"Heh? Puasa kok bisa terpaksa?" tanya si pemilik rumah keheranan.
"Saya, sih, maunya gak puasa, Om. Tapi semua temen pada puasa. Mau makan siang gak ada temen. Jadi saya pikir, ah tanggung, mending puasa aja sekalian," jawab saya tanpa rasa sungkan sama sekali.
Bukan sekali ini saya menjawab kayak di atas. Dan biasanya orang yang mendengar jawaban kayak gitu akan langsung mencemooh, 'ya ngapain lu puasa kalo gitu? Lu cuma dapet lapernya doang. Udah laper malah lu dapet dosa karena mempermainkan rukun islam.' Dan masih banyak lagi celaan yang senada.
Saya sangat yakin kali ini Si Om juga akan mengatakan hal yang kurang lebih sama. Pastilah dia akan memberi khotbah panjang lebar tentang agama dengan segala dosa dan pahalanya. Dan saya pun udah siap menghadapi pepesan kosong orang tua ini.
Semua temen juga kaget mendengar jawaban saya. Suasana menjadi agak tegang. Mata mereka melompat-lompat dari saya lalu pindah ke arah Si Om. Ruangan mendadak hening. Semua menunggu reaksi ayah Dita atas jawaban saya.
Si Om juga masih terdiam. Matanya terus menatap saya tapi senyumannya tidak tenggelam dari permukaan wajahnya yang ramah dan teduh
Dengan langkah perlahan, dia berjalan menghampiri lalu menepuk-nepuk pundak saya sambil berkata, "Bagus, Bud! Bagus sekali."

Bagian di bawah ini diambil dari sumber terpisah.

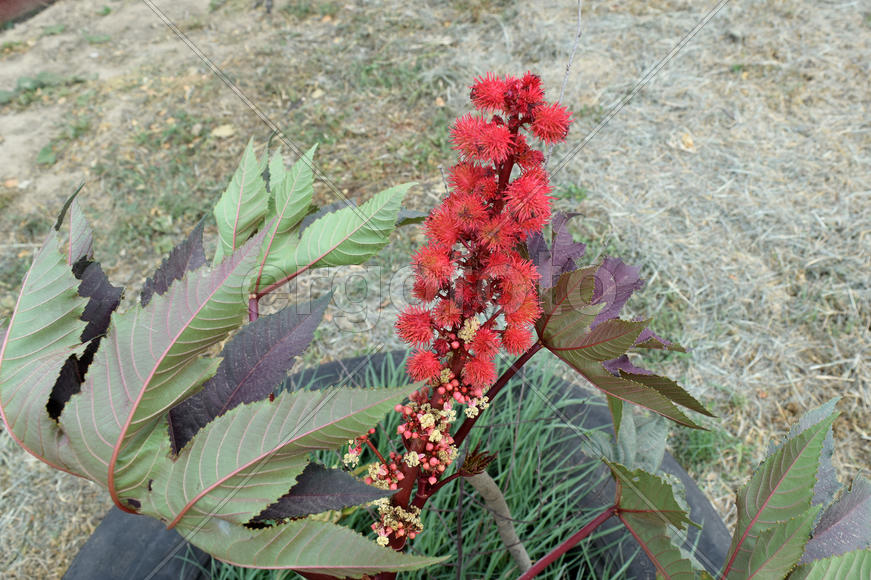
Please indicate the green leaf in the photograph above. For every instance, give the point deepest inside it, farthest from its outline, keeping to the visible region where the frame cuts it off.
(624, 389)
(566, 308)
(240, 211)
(291, 193)
(781, 489)
(303, 545)
(845, 525)
(43, 332)
(150, 359)
(778, 549)
(350, 235)
(606, 341)
(244, 460)
(649, 510)
(670, 390)
(615, 406)
(851, 565)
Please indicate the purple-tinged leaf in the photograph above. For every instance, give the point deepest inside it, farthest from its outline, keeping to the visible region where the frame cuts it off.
(845, 526)
(615, 283)
(43, 332)
(622, 363)
(241, 210)
(103, 300)
(319, 489)
(254, 362)
(185, 257)
(323, 211)
(562, 255)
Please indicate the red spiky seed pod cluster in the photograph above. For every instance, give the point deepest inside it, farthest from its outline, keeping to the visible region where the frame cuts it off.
(476, 292)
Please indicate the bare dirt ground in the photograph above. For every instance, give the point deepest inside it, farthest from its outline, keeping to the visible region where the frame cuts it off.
(739, 177)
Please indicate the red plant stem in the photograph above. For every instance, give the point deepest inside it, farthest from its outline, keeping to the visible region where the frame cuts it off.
(375, 451)
(568, 544)
(420, 498)
(464, 429)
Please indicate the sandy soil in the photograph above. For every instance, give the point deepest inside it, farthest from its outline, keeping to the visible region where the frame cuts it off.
(738, 177)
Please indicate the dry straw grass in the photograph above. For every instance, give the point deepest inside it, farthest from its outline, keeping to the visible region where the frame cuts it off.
(738, 178)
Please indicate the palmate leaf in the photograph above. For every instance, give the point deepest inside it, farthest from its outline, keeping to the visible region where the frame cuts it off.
(624, 389)
(242, 207)
(649, 510)
(103, 299)
(777, 492)
(185, 257)
(150, 359)
(571, 326)
(851, 565)
(844, 526)
(290, 199)
(350, 235)
(779, 547)
(319, 489)
(42, 333)
(247, 458)
(558, 258)
(312, 546)
(341, 234)
(253, 363)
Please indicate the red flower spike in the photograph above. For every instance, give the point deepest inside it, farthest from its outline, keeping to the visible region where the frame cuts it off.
(434, 263)
(528, 195)
(465, 177)
(494, 143)
(551, 122)
(466, 134)
(467, 210)
(480, 372)
(446, 313)
(488, 93)
(486, 343)
(516, 338)
(414, 326)
(423, 365)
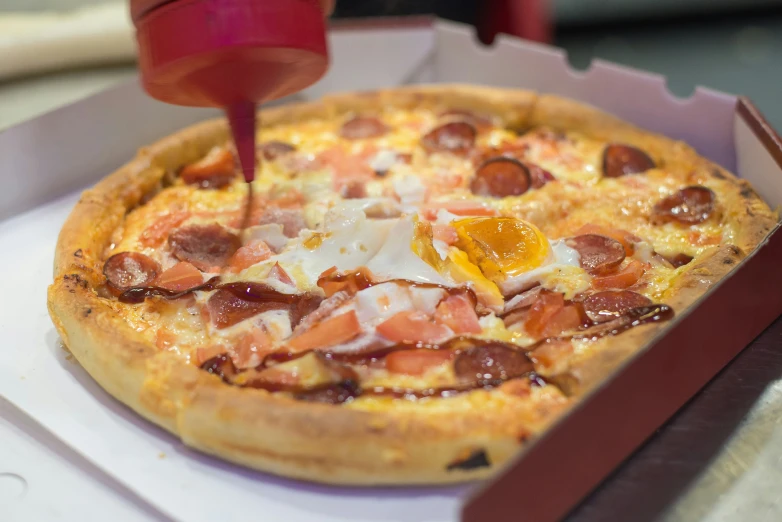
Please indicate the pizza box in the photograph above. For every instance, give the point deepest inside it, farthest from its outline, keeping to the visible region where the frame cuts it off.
(45, 162)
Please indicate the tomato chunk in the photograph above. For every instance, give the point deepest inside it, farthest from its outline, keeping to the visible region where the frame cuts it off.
(334, 330)
(416, 362)
(542, 311)
(623, 236)
(217, 169)
(157, 232)
(457, 313)
(180, 277)
(248, 255)
(412, 326)
(623, 278)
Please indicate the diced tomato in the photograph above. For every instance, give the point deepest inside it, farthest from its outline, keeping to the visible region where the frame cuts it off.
(412, 326)
(623, 278)
(157, 232)
(248, 255)
(180, 277)
(460, 207)
(550, 353)
(204, 354)
(345, 166)
(251, 348)
(542, 311)
(445, 233)
(279, 273)
(566, 318)
(416, 362)
(623, 236)
(457, 313)
(216, 169)
(334, 330)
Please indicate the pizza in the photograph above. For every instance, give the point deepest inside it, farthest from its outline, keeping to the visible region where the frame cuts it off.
(424, 278)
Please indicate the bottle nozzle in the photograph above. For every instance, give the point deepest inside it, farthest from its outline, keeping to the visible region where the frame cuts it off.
(241, 117)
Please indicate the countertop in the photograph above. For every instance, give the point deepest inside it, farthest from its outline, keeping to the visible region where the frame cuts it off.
(718, 459)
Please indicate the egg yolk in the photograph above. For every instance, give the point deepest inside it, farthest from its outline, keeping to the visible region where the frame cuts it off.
(502, 247)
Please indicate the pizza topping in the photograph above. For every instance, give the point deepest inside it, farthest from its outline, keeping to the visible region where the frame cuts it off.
(216, 170)
(599, 254)
(457, 312)
(363, 127)
(689, 206)
(227, 309)
(413, 326)
(457, 137)
(205, 246)
(627, 239)
(608, 305)
(490, 362)
(292, 221)
(624, 278)
(271, 150)
(180, 277)
(251, 348)
(330, 332)
(678, 260)
(416, 361)
(619, 160)
(539, 175)
(501, 177)
(130, 269)
(252, 253)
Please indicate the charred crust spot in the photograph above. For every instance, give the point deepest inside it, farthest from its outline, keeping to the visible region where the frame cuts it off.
(747, 192)
(76, 280)
(717, 173)
(476, 459)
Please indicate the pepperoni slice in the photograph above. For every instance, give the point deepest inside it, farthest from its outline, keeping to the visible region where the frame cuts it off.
(204, 246)
(457, 137)
(689, 206)
(539, 175)
(226, 308)
(501, 177)
(608, 305)
(599, 254)
(271, 150)
(129, 269)
(619, 160)
(362, 127)
(491, 362)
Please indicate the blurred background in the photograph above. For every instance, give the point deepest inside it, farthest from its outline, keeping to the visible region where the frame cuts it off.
(729, 45)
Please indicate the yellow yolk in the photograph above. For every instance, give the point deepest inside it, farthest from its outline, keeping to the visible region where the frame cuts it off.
(502, 247)
(457, 265)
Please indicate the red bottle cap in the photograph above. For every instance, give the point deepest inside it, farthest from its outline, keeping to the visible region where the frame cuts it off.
(231, 54)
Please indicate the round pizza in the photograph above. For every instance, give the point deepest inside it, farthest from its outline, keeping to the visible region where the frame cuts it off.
(418, 283)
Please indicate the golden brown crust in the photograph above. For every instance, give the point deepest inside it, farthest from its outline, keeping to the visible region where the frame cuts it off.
(321, 442)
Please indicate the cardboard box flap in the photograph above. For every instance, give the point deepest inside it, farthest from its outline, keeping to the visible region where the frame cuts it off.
(705, 120)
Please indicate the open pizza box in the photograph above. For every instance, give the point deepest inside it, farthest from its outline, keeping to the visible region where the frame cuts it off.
(45, 162)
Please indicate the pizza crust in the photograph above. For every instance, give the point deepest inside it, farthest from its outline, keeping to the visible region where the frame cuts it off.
(338, 444)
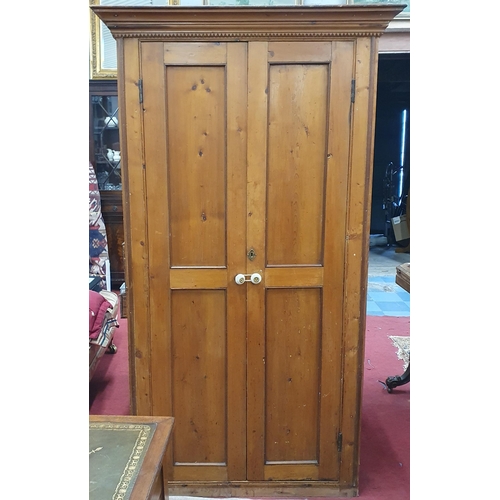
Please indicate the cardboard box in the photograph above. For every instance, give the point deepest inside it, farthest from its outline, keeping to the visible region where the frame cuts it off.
(400, 228)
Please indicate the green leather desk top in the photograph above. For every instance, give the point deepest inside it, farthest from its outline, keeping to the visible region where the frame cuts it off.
(116, 454)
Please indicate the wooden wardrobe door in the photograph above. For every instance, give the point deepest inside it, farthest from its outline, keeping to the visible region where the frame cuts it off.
(194, 100)
(298, 160)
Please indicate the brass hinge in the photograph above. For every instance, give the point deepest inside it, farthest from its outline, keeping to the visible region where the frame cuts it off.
(139, 84)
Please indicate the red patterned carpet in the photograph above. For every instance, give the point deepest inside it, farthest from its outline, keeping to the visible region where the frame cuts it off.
(385, 420)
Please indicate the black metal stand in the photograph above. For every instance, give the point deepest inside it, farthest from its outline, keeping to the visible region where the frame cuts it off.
(396, 381)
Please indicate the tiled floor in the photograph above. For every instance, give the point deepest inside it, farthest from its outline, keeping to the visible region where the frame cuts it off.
(385, 297)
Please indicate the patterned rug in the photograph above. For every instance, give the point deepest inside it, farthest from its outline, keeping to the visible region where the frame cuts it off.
(403, 346)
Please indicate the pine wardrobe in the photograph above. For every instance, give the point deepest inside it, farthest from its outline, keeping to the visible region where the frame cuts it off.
(247, 141)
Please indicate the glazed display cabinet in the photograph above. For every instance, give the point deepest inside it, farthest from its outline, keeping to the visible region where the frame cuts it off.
(105, 156)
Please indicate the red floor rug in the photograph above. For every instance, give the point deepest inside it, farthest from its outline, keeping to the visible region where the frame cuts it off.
(385, 418)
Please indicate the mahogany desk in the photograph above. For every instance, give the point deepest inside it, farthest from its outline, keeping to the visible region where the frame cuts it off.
(126, 455)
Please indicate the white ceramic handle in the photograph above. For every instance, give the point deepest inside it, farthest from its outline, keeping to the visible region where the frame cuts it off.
(256, 278)
(239, 279)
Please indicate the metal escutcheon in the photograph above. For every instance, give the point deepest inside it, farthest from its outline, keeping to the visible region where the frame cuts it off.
(256, 278)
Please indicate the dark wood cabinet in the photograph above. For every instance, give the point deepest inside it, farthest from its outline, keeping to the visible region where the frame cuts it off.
(105, 156)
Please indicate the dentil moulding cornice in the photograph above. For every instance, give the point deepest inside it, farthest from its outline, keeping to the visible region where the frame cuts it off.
(247, 23)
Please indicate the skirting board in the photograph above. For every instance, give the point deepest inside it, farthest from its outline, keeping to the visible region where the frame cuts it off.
(246, 489)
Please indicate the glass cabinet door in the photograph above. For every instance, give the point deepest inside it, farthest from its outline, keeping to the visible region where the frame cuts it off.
(107, 156)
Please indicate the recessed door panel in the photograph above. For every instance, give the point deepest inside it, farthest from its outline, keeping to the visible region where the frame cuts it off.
(293, 362)
(195, 98)
(297, 134)
(199, 367)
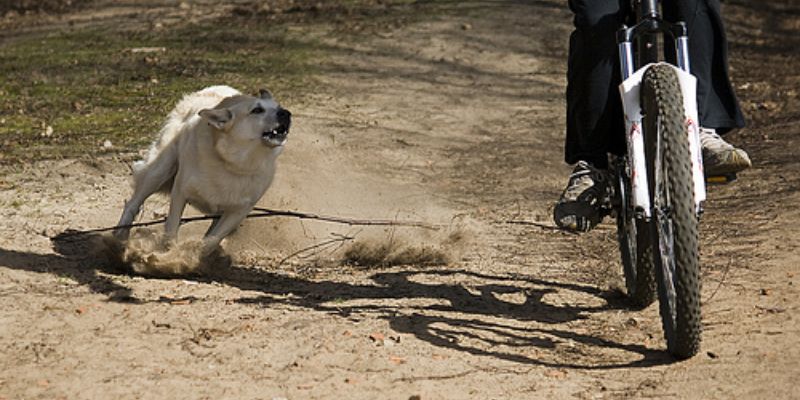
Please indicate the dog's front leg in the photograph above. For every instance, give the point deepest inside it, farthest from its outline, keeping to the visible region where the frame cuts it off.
(222, 227)
(176, 207)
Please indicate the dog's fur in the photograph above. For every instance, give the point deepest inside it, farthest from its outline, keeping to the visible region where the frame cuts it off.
(217, 152)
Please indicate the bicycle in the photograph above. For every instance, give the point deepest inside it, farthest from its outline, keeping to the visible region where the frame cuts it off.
(660, 187)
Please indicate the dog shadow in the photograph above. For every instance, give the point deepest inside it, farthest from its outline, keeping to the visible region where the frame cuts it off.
(478, 313)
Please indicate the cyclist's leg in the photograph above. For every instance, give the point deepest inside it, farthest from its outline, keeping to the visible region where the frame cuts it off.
(718, 107)
(594, 112)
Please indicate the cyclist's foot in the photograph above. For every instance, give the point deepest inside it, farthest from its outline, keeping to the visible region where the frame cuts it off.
(586, 199)
(720, 157)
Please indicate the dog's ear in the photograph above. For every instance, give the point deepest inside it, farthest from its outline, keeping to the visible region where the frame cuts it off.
(217, 117)
(265, 94)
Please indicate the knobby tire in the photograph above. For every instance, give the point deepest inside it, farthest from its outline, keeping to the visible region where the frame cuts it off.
(674, 224)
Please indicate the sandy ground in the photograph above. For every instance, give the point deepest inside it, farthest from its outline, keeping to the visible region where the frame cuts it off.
(457, 120)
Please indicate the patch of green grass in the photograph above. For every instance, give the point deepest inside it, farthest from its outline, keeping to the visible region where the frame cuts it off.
(65, 94)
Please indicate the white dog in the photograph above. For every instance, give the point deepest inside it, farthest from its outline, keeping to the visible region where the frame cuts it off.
(217, 152)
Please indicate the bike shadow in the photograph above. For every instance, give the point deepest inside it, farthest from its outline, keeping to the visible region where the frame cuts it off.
(432, 304)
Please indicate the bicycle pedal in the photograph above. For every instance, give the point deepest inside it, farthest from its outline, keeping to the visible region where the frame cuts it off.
(721, 179)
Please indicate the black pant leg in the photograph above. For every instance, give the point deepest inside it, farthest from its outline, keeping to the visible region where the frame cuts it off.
(708, 52)
(595, 125)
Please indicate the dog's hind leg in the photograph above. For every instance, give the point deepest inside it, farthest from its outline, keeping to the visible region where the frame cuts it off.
(148, 179)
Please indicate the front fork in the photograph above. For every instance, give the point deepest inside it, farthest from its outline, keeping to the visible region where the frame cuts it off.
(633, 113)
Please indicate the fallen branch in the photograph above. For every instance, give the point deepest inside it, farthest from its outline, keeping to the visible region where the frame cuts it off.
(341, 239)
(261, 213)
(536, 224)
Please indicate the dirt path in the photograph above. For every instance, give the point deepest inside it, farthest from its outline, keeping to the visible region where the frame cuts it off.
(455, 117)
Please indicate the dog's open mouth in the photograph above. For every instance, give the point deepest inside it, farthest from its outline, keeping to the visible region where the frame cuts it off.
(277, 136)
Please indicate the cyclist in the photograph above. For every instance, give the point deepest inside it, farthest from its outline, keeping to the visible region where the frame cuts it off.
(595, 122)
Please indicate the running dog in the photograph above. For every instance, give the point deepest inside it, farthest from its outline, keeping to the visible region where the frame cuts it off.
(217, 152)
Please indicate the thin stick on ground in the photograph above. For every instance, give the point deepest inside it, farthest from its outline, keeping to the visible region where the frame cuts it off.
(261, 213)
(341, 239)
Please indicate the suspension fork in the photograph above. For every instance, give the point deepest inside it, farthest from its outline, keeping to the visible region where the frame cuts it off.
(644, 34)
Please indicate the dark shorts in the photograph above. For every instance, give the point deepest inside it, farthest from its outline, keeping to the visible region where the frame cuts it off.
(595, 123)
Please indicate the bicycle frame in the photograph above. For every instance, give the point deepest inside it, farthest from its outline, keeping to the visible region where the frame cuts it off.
(645, 32)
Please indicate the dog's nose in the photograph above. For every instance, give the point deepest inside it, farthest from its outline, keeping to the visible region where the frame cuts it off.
(284, 117)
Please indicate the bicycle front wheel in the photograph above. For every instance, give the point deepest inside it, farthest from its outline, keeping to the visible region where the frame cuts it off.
(674, 224)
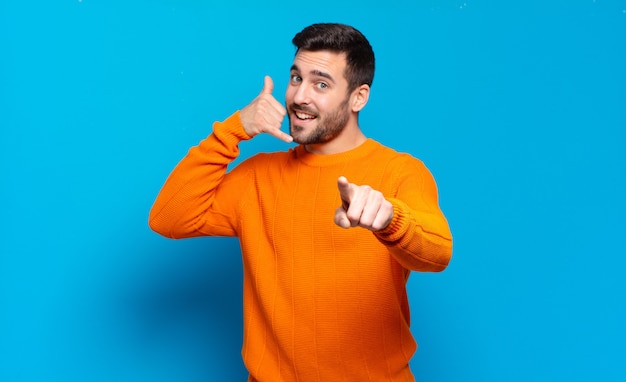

Saya tentu saja heran bin bingung bukan main. Ini bukan reaksi yang saya harapkan. Padahal saya udah siap berdebat dengan orang tua ini, loh. Gimana sih ini bapak? Terpaksa puasa kok malah di bilang bagus?
"Kok, bagus, sih, Om?" tanya saya dengan suara perlahan.
"Ya, bagus, dong. Sementara orang lain terpengaruh sama yang buruk, eh, kamu malahan terpengaruh sama yang baik. Saya doakan semoga puasa kamu dapat ganjaran yang setimpal," sahut Si Om masih menepuk-nepuk pundak saya.
"Tapi kan saya puasanya terpaksa, Om?" tanya saya penasaran.